An AI agent can call websocket_osc_control faster than any human can review — one bad instruction and it creates or modifies resources in MCP2OSC by the hundred, each call as confident as the last.
Attacks that exploit this kind of access
Real-time OSC parameter control via WebSocket. Enables live parameter streaming and real-time control. It is categorised as a Write tool in the MCP2OSC MCP Server, which means it can create or modify data. Consider rate limits to prevent runaway writes.
Register the MCP2OSC MCP server in PolicyLayer and add a rule for websocket_osc_control: allow, deny, rate-limit, or require approval. Point your MCP client at the PolicyLayer proxy URL and the rule is enforced on every call, before it reaches MCP2OSC. Nothing to install.
websocket_osc_control is a Write tool with medium risk. Write tools should be rate-limited to prevent accidental bulk modifications.
Yes. Add a rate_limit block to the websocket_osc_control rule in your PolicyLayer policy. For example, setting max: 10 and window: 60 limits the tool to 10 calls per minute. Rate limits are tracked per agent session and reset automatically.

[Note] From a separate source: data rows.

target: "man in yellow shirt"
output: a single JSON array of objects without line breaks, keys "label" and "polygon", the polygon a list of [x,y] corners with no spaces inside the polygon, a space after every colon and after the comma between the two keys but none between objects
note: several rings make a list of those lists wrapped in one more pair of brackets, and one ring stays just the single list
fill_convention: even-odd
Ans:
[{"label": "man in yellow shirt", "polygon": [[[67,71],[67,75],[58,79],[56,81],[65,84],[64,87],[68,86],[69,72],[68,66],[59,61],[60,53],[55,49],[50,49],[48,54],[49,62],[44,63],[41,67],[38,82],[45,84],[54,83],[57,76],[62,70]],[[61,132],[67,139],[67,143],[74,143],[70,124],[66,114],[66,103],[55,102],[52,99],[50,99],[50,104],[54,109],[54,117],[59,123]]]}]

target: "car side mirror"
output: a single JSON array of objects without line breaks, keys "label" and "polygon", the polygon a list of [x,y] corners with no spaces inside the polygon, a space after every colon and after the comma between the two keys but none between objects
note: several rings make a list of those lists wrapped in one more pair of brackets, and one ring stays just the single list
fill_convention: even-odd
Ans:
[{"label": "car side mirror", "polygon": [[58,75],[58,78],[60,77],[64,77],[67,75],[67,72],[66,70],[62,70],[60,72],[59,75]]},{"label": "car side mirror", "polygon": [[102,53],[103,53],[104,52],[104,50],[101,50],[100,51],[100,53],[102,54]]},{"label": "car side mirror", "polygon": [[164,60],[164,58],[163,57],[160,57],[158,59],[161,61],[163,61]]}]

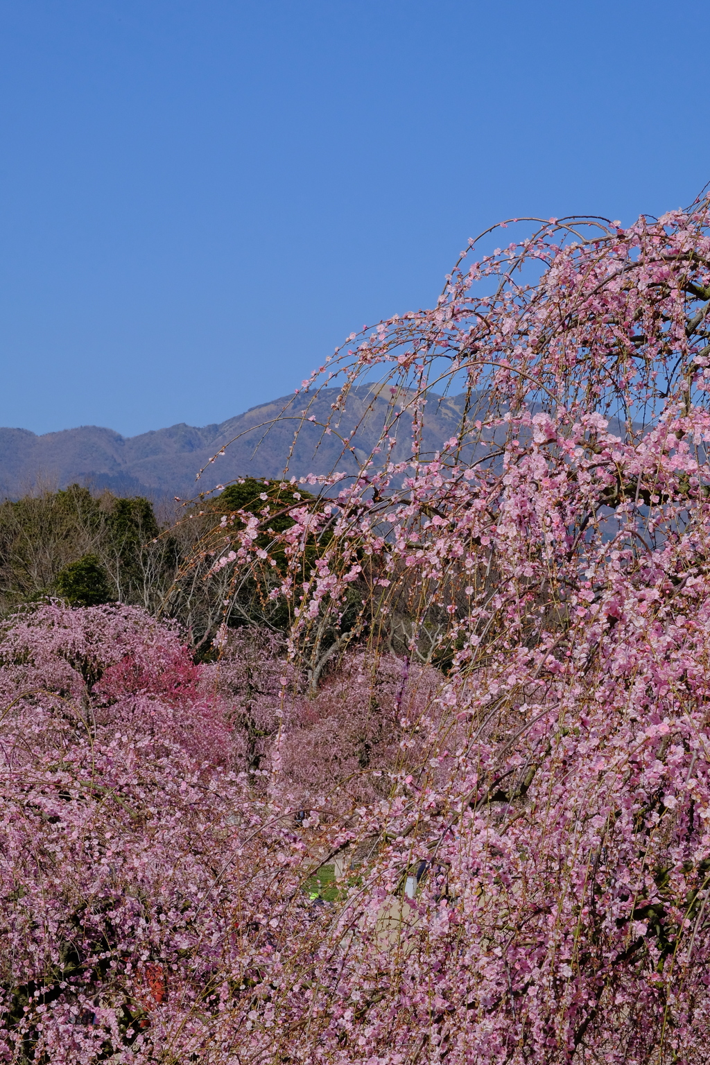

Set action: deny in the PolicyLayer policy for websocket_osc_control. The AI agent will receive a policy violation error and cannot call the tool. You can also include a reason field to explain why the tool is blocked.
websocket_osc_control is provided by the MCP2OSC MCP server (yyf/mcp2osc). PolicyLayer sits as a proxy in front of this server to enforce policies before tool calls reach the server.